Authorities have also announced further restrictions in a wider area as a "precautionary measure."

Landeg said the operation to contain the latest outbreak would be tough. "This will not be a quick exercise. This is a particularly challenging site," he said.

Probes into the source of the virus are focusing on wild bird transmission, he said, but stressed they were keeping an "open mind" about the exact source.

The new bird flu cases are the latest blow to hit the British farming industry, after an outbreak of foot and mouth disease over the summer centred on a government laboratory in Surrey, south of London.

In the February outbreak some 159,000 turkeys were killed as a precaution at a plant near Holton in Suffolk after an outbreak, which led some countries to impose import bans on British poultry.

An official report into the outbreak at the Bernard Matthews poultry plant later said it was most likely the H5N1 infection reached the flock via imported turkey meat from Hungary.

The H5N1 strain first emerged in Asia in 2003, and has caused some 205 deaths in humans, with Indonesia and Vietnam among the worst hit countries, according to World Health Organization figures.
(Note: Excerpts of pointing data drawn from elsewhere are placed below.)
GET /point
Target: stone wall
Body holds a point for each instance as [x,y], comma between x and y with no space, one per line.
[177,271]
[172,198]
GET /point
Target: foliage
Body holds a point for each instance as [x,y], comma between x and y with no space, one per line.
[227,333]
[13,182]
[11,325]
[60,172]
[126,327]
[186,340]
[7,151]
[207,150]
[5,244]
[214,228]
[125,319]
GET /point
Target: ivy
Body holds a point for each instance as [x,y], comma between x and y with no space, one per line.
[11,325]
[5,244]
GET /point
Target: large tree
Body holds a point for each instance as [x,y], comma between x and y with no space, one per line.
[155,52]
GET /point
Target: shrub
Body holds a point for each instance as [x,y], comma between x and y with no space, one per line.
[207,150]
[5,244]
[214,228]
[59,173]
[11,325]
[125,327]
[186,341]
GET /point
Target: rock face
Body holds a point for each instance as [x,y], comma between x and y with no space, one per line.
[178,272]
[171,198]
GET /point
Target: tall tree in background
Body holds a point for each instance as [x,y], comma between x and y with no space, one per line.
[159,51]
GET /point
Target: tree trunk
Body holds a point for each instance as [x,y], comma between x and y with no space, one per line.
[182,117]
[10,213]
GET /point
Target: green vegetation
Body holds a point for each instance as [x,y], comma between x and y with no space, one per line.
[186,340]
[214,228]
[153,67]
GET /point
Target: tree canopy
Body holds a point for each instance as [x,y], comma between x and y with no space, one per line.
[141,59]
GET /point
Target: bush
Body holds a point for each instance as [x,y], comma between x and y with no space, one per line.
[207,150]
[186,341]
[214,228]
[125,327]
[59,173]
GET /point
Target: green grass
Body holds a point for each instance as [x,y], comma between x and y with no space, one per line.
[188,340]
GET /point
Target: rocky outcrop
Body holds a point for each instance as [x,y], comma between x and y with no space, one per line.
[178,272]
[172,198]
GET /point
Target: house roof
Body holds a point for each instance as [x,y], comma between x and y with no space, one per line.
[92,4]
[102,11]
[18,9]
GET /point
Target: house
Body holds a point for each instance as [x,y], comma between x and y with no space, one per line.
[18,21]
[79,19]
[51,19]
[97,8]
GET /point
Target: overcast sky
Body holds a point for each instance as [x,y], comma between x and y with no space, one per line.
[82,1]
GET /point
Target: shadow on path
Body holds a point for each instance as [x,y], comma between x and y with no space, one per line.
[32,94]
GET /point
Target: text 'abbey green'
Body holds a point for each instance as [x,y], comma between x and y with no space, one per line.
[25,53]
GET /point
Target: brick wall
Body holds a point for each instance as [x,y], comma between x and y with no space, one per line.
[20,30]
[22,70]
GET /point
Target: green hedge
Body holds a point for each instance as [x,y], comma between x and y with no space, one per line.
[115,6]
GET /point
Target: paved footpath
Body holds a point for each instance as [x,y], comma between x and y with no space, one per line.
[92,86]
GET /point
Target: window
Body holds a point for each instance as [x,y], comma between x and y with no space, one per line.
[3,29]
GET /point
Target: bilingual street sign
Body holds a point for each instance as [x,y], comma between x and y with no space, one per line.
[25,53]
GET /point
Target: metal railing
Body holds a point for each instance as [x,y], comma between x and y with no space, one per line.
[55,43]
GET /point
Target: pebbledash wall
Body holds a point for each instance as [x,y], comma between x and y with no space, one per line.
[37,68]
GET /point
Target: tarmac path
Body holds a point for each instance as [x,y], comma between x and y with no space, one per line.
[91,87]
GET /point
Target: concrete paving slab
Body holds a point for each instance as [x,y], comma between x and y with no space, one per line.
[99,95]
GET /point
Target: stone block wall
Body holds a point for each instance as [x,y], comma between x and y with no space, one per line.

Scientists fear that H5N1 will eventually mutate into a form that is much more easily transmissible between humans, triggering a global pandemic.

The original source is thought to have been wild migratory birds.

H5N1 has mainly affected Asia and some parts of Africa, but the Food and Agricultural Organisation warned last month that the virus could be transmitted to poultry in Europe by ducks and domestic geese seemingly in good health.

Besides Indonesia, deaths have been recorded in Azerbaijan, Cambodia, China, Egypt, Iraq, Laos, Nigeria, Thailand, Turkey and Vietnam.